The current buzzword among MBA grads is "disruptive innovation." It may sound like a term to use when all hell is breaking loose. But what...
The current buzzword among MBA grads is "disruptive innovation." It may sound like a term to use when all hell is breaking loose. But what it refers to is any breakthrough -- such as Henry Ford's assembly line or eBay's retail network -- that makes goods or services simpler to deliver and more affordable to buy. The same approach can work for the health care system, according to Jason Hwang, a physician and the co-author of The Innovator's Prescription. In fact, two disruptive innovations already are shaking up health care.
The first is retail clinics. Those are the plain little outposts in the back of stores such as CVS or Wal-Mart, where patients can walk in and be seen for a sore throat, infected fingernail or other minor ailments. The clinics are convenient and affordable. And they're disruptive because they replace doctors -- the most expensive health providers in our system -- with nurse practioners who rely on technology and data to point them to standard methods of treating patients. "The clinic depends on process," Hwang says. "It takes intuition out of the equation."
As they secure a toehold in the health care system, retail health clinics are moving into phase two. Large corporations are offering on-site clinics for employees, and the public sector is following suit. A few weeks ago, Arizona's Maricopa County became the nation's largest jurisdiction to set up a workplace clinic where employees can get a prescription filled or an immunization shot. The clinic could save the county $575,000 per year in health costs.
Retail clinics are disruptive in mostly positive ways. Primary care physicians already are overworked. And too many patients use the emergency room for minor illnesses that could be treated elsewhere. While retail clinics might divert some customers away from some doctors, they are a benefit for the overall health care system.

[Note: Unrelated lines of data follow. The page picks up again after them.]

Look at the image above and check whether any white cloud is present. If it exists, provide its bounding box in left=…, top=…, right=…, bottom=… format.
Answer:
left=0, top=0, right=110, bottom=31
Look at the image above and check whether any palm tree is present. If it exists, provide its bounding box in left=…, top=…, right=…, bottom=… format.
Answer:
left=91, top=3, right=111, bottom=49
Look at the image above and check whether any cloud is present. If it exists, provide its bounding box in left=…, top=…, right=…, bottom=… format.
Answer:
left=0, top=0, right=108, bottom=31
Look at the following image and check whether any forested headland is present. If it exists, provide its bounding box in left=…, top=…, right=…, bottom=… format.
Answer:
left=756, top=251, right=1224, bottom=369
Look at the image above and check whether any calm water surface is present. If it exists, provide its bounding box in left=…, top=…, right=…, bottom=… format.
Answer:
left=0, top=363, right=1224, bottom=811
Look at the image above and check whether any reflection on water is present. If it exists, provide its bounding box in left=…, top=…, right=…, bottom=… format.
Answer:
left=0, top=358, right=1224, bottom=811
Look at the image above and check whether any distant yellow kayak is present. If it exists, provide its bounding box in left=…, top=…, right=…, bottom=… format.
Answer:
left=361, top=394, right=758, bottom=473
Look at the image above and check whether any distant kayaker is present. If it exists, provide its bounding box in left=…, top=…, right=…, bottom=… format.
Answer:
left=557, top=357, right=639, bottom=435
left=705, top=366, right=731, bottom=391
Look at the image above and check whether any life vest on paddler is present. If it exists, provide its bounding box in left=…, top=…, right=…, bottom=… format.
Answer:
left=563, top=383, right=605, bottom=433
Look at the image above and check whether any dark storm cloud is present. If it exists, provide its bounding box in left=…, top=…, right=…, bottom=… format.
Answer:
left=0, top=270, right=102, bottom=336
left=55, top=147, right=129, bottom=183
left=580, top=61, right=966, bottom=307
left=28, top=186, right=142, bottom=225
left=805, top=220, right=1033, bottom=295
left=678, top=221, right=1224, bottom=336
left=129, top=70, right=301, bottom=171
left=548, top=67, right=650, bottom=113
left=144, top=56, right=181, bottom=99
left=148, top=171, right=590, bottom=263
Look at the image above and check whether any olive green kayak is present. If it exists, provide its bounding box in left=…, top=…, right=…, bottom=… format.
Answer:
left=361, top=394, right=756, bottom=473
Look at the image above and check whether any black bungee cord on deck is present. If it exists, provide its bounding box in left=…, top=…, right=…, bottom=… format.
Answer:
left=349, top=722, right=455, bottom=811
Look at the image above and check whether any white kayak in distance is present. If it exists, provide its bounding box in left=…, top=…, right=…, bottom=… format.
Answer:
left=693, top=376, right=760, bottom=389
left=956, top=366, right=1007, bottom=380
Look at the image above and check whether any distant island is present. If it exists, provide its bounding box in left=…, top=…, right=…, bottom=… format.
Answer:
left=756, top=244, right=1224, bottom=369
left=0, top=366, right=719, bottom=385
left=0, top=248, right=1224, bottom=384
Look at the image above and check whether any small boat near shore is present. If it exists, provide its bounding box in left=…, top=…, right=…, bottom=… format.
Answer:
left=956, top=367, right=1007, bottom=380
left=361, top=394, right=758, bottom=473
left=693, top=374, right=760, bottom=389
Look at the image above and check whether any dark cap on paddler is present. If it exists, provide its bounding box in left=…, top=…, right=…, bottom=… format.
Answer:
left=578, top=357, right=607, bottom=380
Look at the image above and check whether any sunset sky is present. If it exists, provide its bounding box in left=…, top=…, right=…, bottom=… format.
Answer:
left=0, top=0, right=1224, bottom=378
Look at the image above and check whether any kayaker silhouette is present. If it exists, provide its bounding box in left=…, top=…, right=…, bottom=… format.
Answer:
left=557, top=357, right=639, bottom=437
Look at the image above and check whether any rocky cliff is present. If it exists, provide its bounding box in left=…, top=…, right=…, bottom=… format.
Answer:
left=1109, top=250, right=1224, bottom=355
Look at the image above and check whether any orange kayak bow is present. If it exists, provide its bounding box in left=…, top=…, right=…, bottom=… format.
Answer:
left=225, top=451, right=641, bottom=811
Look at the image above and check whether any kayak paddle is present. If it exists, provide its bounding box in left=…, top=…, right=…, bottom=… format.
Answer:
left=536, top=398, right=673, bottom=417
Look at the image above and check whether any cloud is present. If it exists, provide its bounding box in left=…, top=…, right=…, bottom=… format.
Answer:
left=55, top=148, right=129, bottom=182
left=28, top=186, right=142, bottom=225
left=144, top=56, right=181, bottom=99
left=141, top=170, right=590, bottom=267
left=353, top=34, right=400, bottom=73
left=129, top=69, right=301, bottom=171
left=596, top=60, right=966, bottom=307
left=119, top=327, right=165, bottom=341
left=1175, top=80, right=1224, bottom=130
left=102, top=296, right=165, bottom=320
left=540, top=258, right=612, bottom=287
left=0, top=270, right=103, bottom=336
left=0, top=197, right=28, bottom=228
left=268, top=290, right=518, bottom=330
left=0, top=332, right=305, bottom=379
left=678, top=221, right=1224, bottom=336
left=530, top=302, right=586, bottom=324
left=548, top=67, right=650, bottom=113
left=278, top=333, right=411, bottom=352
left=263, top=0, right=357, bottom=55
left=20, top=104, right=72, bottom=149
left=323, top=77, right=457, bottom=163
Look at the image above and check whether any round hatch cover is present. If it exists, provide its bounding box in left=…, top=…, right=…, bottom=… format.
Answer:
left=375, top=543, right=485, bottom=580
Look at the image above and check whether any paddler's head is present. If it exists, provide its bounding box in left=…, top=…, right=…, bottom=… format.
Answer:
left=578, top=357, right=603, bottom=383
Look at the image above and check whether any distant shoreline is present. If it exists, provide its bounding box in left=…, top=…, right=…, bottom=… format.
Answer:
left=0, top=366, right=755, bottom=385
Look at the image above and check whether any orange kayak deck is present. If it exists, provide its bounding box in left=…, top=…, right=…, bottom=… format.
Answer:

The second disruptive innovation is less clear-cut. It's the rise of specialty hospitals -- niche institutions that focus on treating just one disease or providing one type of surgery. Unlike retail clinics, they don't take the expert out of the picture here -- this is more like brain surgery, after all. The hospitals deliver efficiencies by targeting their resources. They don't have to invest in providing a full range of services, the way most other hospitals do.
That's a problem. Specialty hospitals tend to cherry-pick high-paying, well-insured patients from general hospitals that depend on those patients to offset costs for the low-paying services they provide. In other words, this disruption undermines essential pieces of health care infrastructure. Some states have moved to protect full-service hospitals by making it harder for the specialists to go into business.
Hwang sees that as a mistake. General hospitals, he notes, are burdened by an antiquated business model that relies on profitable patients to subsidize the cost of unprofitable patients and services. Injecting specialty hospitals into the mix may create winners and losers, but it could force the whole system to adapt. "Hospitals should be paid what they deserve to be paid for a service rendered," he says. "The payment system has to change."
No one would argue with that. We should pay providers a fair price for each service. But we don't. And if specialty hospitals are allowed to do to the health industry what disruptive innovations have done to other indusries, the pain may be too much for the health system to bear. We aren't talking about a better way to produce a car or sell vintage cameras to each other. We're talking about the future of hospitals that provide a full range of care and make it available to everyone. If disruptive innovation cherry-picks the profitable patients, who'll pay for the rest?